NEW YORK (AP) — President Joe Biden met Thursday with Philippine President Ferdinand Marcos Jr. on the sidelines of the U.N. General Assembly, giving Biden his first chance for face-to-face engagement with a key Pacific leader who came to power earlier this year.
The pair discussed tensions in the South China Sea, the long-standing security relationship between the U.S. and Philippines, the state of the global economy, and other issues. Biden said they would also address human rights. Biden also noted that the Philippines was among U.S. allies to quickly condemn the Russian invasion of Ukraine.
“It’s a critical, critical relationship,” Biden told Marcos at the start of the meeting. “I hope you feel the same.”
The talks come amid heightened tensions between the U.S. and China over America’s Taiwan policy. The United States’ “One China” policy recognizes Beijing as the government of China but allows informal relations and defense ties with Taipei. China claims the self-ruled island as its own.
Marcos, the son and namesake of the country’s former dictator, took office in June. He has said he wants to pursue closer ties with China, which has also sought to court him.
Biden has put a premium on improving relations with Pacific nations in the early going of his presidency as he sees a rising China as the most threatening economic and national security adversary to the United States.
Marcos, for his part, underscored to Biden that the Philippines is “your partners, we are your allies, we are your friends.” He also thanked the U.S. for its “massive” assistance during the pandemic, including sharing COVID-19 vaccines, and for its role in ensuring peace and stability in the Indo-Pacific.
“The role of the United States in maintaining the peace in our region is something that is much appreciated by all the countries in the region, and the Philippines, especially,” Marcos said. He added, “The 100-plus-year-old relationship between the Philippines and the U.S. continues to evolve as we face the challenges of this new century.”
Before Marcos took office earlier this year, Kurt Campbell, coordinator for Indo-Pacific Affairs on the White House National Security Council, acknowledged that “historical considerations” could present “challenges” to the relationship with Marcos Jr.
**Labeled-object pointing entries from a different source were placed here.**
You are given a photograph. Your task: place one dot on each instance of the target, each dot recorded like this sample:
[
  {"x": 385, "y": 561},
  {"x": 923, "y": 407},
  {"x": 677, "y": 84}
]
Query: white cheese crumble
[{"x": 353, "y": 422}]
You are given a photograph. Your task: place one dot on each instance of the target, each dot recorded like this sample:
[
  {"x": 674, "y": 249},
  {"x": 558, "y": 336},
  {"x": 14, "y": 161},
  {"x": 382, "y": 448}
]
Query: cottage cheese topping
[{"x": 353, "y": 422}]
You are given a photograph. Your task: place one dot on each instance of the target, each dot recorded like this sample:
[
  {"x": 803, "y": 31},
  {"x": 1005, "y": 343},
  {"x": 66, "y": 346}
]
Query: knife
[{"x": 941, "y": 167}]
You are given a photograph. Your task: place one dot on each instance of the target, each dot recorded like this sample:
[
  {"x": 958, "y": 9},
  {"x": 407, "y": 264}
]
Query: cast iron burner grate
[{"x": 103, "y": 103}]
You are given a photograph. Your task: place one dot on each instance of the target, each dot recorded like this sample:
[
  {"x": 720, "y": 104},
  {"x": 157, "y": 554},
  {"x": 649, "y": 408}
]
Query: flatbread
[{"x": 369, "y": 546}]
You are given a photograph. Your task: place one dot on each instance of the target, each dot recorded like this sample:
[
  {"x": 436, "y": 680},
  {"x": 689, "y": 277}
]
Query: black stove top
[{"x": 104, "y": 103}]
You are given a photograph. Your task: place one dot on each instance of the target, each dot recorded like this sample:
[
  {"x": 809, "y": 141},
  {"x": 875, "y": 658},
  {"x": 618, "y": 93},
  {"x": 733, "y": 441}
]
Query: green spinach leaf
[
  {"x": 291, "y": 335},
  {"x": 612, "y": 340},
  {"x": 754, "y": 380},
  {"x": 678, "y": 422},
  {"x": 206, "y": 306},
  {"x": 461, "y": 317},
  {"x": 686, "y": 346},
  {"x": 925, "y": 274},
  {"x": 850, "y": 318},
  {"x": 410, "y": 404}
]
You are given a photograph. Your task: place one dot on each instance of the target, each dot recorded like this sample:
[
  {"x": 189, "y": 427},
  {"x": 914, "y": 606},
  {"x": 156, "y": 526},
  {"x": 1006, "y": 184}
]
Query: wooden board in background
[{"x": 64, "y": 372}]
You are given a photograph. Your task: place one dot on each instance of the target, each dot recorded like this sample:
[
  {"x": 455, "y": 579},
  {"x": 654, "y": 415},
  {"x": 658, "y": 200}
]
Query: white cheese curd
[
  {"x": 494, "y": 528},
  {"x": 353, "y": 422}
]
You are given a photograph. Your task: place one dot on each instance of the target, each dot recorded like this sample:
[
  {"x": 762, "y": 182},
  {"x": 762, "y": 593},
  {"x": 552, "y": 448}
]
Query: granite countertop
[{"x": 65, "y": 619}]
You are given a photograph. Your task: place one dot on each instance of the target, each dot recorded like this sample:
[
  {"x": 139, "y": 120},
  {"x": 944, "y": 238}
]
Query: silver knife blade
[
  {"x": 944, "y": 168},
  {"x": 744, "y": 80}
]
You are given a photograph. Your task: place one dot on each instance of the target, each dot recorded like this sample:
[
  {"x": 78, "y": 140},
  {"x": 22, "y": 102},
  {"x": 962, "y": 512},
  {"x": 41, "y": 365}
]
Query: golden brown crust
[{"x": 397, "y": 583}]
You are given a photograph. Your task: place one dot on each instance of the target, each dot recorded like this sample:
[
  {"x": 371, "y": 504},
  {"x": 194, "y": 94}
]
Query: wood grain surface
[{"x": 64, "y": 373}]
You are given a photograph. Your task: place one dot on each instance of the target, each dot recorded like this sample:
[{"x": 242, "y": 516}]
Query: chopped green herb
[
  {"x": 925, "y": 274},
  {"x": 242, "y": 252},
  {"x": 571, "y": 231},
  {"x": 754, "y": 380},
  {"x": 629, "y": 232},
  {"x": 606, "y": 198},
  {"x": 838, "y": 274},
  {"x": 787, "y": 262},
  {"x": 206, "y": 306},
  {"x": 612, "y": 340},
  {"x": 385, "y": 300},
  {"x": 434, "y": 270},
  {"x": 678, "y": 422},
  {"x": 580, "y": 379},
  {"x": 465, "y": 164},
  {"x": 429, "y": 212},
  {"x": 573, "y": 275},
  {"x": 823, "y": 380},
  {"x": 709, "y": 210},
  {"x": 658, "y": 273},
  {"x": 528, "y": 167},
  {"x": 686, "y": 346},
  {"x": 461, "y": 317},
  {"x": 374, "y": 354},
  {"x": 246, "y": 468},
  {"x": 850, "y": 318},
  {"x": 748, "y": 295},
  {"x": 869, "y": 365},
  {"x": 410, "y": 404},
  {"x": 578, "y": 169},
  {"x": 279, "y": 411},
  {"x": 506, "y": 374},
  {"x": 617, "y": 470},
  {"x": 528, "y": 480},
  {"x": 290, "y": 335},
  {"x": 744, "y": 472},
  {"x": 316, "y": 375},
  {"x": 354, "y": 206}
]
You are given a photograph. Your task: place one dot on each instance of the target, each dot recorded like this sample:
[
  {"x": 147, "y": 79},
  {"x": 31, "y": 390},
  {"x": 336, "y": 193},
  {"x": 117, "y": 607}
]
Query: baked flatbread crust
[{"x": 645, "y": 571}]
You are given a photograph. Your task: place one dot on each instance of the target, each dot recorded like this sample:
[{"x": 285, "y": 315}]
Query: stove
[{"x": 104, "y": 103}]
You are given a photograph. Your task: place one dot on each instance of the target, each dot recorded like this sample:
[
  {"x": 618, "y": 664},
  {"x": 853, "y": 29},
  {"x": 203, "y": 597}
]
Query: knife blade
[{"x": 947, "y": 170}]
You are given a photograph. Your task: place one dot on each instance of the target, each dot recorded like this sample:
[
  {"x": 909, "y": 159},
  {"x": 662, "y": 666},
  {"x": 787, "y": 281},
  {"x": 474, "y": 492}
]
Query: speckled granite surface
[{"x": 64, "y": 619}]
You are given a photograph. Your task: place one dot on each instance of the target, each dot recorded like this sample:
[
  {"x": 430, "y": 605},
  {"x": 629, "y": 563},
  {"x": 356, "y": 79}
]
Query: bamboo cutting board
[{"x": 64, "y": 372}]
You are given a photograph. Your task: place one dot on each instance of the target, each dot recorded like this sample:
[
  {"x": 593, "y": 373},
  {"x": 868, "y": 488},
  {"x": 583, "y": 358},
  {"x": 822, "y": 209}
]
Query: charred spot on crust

That appeared to be a reference to long-standing litigation in the United States against the estate of his father, Ferdinand Marcos.
A U.S. appeals court in 1996 upheld damages of about $2 billion against the elder Marcos’ estate for the torture and killings of thousands of Filipinos. The court upheld a 1994 verdict of a jury in Hawaii, where he fled after being forced from power in 1986. He died there in 1989.
The elder Marcos placed the Philippines under martial law in 1972, a year before his term was to expire. He padlocked the country’s congressional and newspaper offices, ordered the arrest of many political opponents and activists and ruled by decree.
Marcos Jr. has bristled at critics who have branded his father a dictator. He’s also repeated his father’s justification that martial law was necessary to fight growing Muslim and communist insurgencies. “It was necessary to — in my father’s view at the time — to declare martial law because a war was really raging already at the time,” he said in a recent interview with ALLTV.
The Biden administration has sought to build strong relations with the younger Marcos administration. The two leaders have had good engagement at the cabinet level, according to the White House.